While the material is very compelling, the storytelling is by the numbers. There are few surprises or twists and turns. However, since it is based on a true story it is nice that they kept fairly close to true events. Though reading about the case online, there were a few interesting elements left out, which is a surprise since they could have added a little more drama to the story. The real stand out of the movie is Sam Rockwell. He is excellent as Kenny. He goes from the fun loving but screwed up trouble maker to hardened convict with convincing ease. Overall I would say the movie is good but not great.

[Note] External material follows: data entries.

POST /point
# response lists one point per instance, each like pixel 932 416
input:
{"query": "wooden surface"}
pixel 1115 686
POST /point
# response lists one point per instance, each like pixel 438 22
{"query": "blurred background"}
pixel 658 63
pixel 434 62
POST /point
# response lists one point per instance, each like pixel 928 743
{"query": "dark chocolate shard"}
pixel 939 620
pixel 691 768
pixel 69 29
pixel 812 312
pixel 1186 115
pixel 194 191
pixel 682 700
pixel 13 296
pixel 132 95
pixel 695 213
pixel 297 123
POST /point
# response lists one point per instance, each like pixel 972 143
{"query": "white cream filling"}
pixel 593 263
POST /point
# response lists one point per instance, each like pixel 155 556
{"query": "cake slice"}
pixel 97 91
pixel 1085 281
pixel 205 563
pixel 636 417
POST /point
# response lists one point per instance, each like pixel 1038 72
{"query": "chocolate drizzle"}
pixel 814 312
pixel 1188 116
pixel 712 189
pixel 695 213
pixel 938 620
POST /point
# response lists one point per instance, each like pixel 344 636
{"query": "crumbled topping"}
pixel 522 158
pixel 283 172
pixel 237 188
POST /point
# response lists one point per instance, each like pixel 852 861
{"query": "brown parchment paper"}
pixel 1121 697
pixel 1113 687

The only special feature on the Blu-ray is a conversation between the real Betty Ann and the film’s director Tony Goldwyn. The conversation between the two is interesting and provides some insight into the movie. It’s actually a reminder that the movie should have had a little more individuality instead of playing like a movie of the week. These are real and unique people and some of that was stripped away from them in the conventional way the story played out.
Conviction is framed at 1.85:1 and looks very good on Blu-ray. The 1080p AVC-encoded transfer is very sharp and free of defects. The movie doesn’t really feature a wide variety of settings, so there are no particularly stunning highlights visually. Most of the movie takes place in working class neighborhoods, courtrooms, and prison. There are not a lot of chances to show off the format’s capabilities. But detail is still strong in the overall plain looking presentation.

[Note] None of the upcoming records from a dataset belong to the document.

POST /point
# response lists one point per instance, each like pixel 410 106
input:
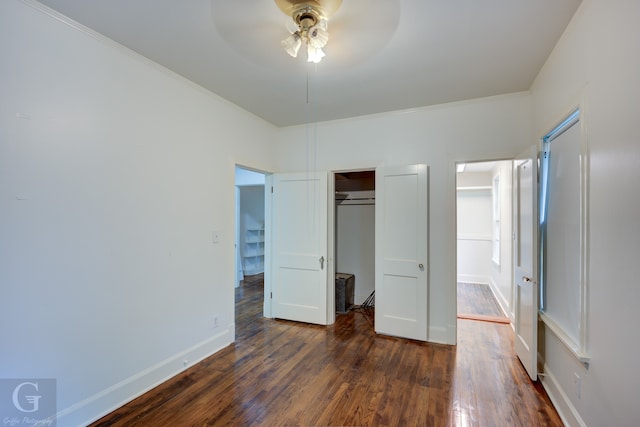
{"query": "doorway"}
pixel 354 244
pixel 483 240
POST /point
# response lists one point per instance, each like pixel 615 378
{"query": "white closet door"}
pixel 401 251
pixel 299 275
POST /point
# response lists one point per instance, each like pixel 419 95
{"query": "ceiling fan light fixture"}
pixel 292 44
pixel 311 17
pixel 314 54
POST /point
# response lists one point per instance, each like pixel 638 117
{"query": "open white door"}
pixel 525 257
pixel 401 251
pixel 299 245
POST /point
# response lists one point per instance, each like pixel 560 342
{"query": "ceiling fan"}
pixel 311 18
pixel 358 28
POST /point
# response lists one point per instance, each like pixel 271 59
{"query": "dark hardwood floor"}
pixel 284 373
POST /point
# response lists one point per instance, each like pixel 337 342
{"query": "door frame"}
pixel 510 265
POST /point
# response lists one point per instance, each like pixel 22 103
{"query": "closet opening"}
pixel 249 240
pixel 354 242
pixel 483 241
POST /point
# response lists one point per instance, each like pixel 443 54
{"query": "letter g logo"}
pixel 33 400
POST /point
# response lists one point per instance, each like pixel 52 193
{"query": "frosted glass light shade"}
pixel 292 44
pixel 314 54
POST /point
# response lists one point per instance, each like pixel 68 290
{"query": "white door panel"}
pixel 401 251
pixel 299 277
pixel 525 260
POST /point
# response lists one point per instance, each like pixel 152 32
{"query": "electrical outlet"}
pixel 577 382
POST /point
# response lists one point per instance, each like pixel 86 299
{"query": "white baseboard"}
pixel 568 413
pixel 444 335
pixel 100 404
pixel 471 278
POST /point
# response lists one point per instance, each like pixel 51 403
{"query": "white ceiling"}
pixel 383 55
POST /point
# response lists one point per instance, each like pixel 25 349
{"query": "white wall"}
pixel 597 61
pixel 474 234
pixel 114 173
pixel 482 129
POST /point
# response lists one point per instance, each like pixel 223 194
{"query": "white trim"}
pixel 268 224
pixel 472 278
pixel 475 188
pixel 480 237
pixel 100 404
pixel 567 412
pixel 579 349
pixel 442 335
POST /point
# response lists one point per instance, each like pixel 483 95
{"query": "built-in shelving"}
pixel 253 251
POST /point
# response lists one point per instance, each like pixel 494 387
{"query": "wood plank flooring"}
pixel 284 373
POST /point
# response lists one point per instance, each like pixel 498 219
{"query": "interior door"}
pixel 525 259
pixel 401 251
pixel 299 242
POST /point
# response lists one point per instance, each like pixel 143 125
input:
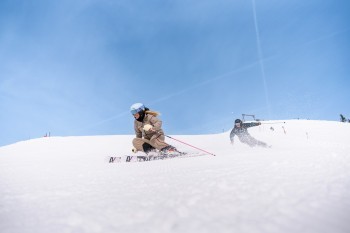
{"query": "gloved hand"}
pixel 147 127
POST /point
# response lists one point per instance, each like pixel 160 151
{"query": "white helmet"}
pixel 136 108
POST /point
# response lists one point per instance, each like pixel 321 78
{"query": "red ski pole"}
pixel 189 145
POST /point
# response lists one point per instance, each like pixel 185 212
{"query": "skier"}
pixel 241 131
pixel 148 130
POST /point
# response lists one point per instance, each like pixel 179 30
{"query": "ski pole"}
pixel 189 145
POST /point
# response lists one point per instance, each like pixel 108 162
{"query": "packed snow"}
pixel 65 184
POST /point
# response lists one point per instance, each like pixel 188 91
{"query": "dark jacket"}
pixel 242 132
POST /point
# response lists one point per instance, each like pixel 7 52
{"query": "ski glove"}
pixel 147 127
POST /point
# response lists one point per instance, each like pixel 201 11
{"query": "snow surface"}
pixel 65 184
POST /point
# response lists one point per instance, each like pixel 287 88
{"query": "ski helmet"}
pixel 238 121
pixel 137 108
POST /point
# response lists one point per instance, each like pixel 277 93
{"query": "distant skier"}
pixel 148 130
pixel 241 131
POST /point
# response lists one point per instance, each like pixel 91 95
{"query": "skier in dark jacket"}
pixel 241 131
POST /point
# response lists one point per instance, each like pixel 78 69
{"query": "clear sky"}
pixel 75 67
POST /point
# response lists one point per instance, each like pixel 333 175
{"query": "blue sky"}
pixel 75 67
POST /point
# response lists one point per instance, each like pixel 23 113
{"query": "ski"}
pixel 152 157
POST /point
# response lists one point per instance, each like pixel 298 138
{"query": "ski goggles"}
pixel 134 111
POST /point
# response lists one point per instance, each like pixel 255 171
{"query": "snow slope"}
pixel 65 184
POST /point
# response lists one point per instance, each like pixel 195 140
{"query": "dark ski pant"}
pixel 156 141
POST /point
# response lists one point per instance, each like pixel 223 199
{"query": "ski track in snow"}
pixel 65 184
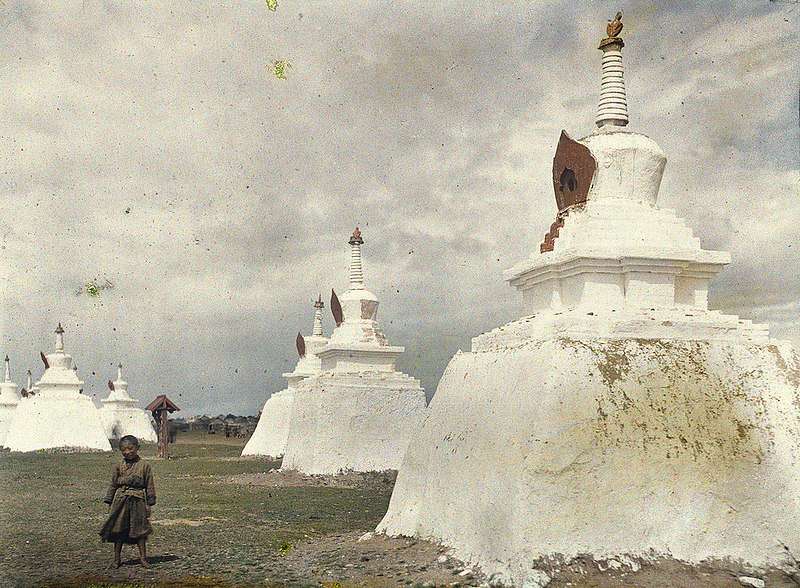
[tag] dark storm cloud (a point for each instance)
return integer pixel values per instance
(150, 145)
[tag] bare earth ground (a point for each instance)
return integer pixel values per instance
(225, 521)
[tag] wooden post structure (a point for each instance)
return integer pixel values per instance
(161, 407)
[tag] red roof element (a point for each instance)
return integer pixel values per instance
(162, 403)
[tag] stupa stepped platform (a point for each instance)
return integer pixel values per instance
(360, 421)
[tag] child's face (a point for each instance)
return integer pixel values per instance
(129, 450)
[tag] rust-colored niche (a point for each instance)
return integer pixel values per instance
(573, 170)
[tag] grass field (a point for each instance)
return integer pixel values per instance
(208, 531)
(222, 521)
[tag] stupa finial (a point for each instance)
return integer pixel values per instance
(59, 339)
(318, 305)
(356, 275)
(613, 107)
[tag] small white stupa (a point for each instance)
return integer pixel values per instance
(8, 403)
(58, 415)
(121, 415)
(269, 438)
(620, 415)
(358, 413)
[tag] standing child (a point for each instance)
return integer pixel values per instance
(130, 496)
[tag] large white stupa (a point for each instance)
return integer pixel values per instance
(58, 415)
(359, 412)
(121, 414)
(619, 415)
(8, 402)
(272, 432)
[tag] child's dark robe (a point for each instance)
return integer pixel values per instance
(130, 494)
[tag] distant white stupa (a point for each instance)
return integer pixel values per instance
(618, 416)
(58, 416)
(269, 438)
(121, 415)
(358, 413)
(8, 403)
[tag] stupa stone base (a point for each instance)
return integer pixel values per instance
(272, 431)
(127, 420)
(353, 421)
(59, 421)
(566, 434)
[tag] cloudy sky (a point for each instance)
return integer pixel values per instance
(149, 149)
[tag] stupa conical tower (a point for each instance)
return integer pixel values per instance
(58, 415)
(272, 431)
(121, 414)
(8, 402)
(359, 412)
(619, 415)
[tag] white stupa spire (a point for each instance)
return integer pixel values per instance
(59, 339)
(318, 305)
(613, 107)
(356, 275)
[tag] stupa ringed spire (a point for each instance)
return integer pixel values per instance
(612, 109)
(356, 275)
(318, 305)
(59, 339)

The soundtrack of Conviction is mostly dialogue, a quiet score, and not much else. The 5.1 DTS-HD Master Audio sounds good in that the dialogue is crisp. The score never gets in the way of the spoken words. Not much subwoofer activity except for a few noisy bar scenes early in the movie. Same goes for the rear speakers, which kick in quietly for occasional louder scenes. Like the visuals, this movie has a straightforward audio presentation and that’s all it needs to tell the story.
There is only one extra feature, but it definitely is interesting. A ten minute interview between the director Tony Goldwyn and the real Betty Anne Waters reminds us that Conviction is based on true events. There are some very sad facts about what happened in real life after the movie’s story ends. Though it is short, the interview adds some real emotion to what we have seen depicted in the movie.